As we returned to camp, the cold was settling in fast and we were soon comforted by the warmth of milk tea (a somewhat salty beverage) and a version of a local noodle and meat dish called tsuivan, all while we lingered inside of a ger (the Mongolian version of the Russian yert) and let the wood fired stove bring feeling back into the tips of my fingers and toes.

The grass isn't always greener on the other side.  It's green where you water it.

We soon traveled back and relaxed in Julia's apartment just off Sukhbaatar Square, a popular landmark in the city.  In a place where street names don't hold a candle of importance to landmarks in terms of directions and finding your way around, I am thankful I had a place to stay that provided me with as many landmarks as possible.

Although my efforts to make hand gestures and use google translate can be effective, it is one of the most humbling things to need the patience of an entire community in which you don't speak the language.  It turns out not knowing the language does not make me a terrible human - it just makes me human - and I am grateful for every cab driver and server who has been there to help.

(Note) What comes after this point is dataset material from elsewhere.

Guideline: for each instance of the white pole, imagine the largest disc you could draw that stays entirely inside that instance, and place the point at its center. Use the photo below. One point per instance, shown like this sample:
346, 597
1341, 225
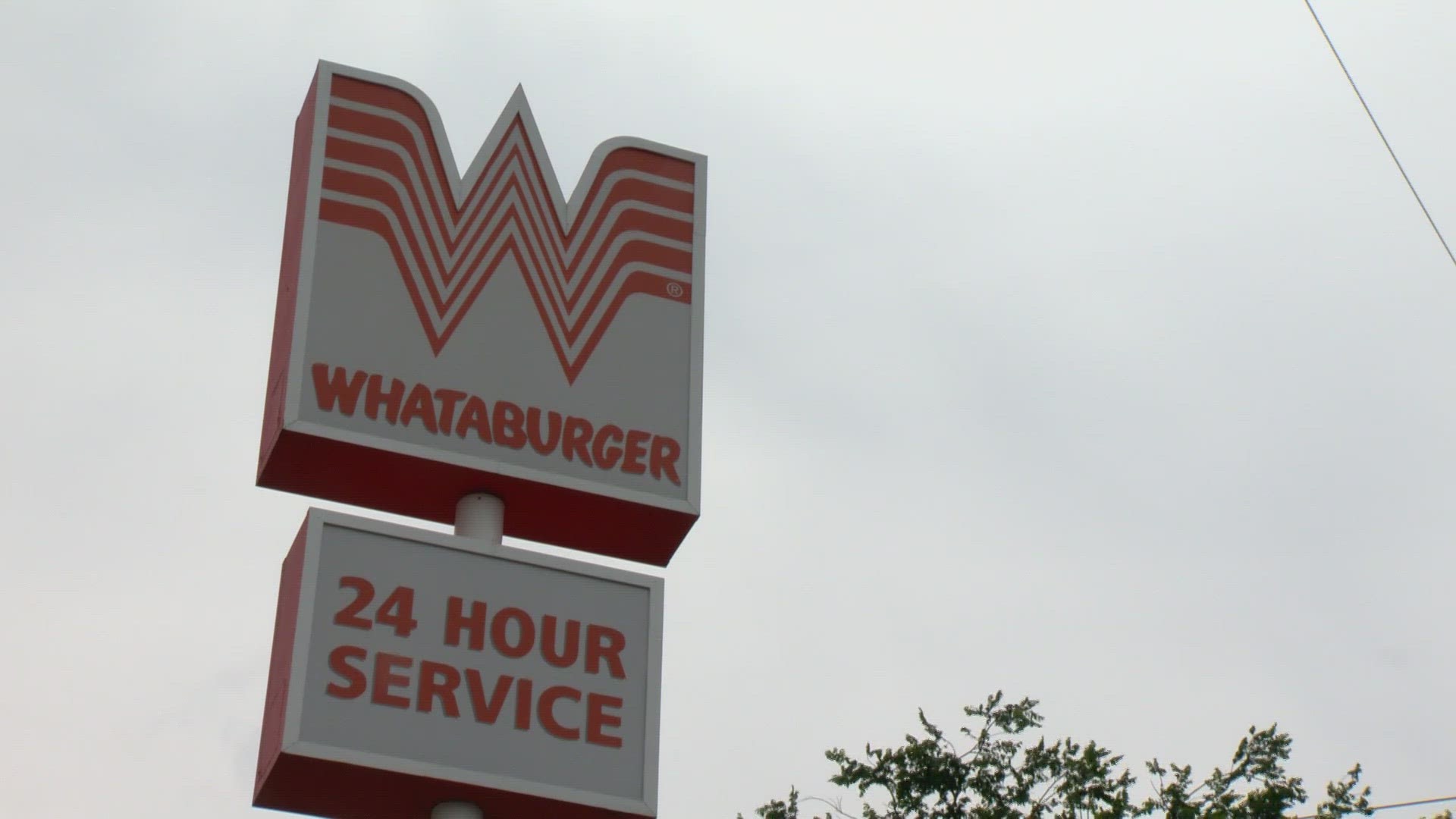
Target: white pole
479, 516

Whether it was my travels in Italy, France, Germany, Peru, or India, remembering those experiences always make me reflect about the opposite side of that cultural fence, and is why I encourage everyone to spend time in a foreign country - not so we can tell them how we do things, but so they can show us why they don't.  So next time you're approached by someone who doesn't speak English, there's probably a good chance they are not trying to murder or steal from you.  They may just be looking for a good cup of coffee.

I'll return soon with more highlights from my time in Mongolia.  Until then, stay warm, stay dry...scratch that, go outside, get cold, get wet, and enjoy your week.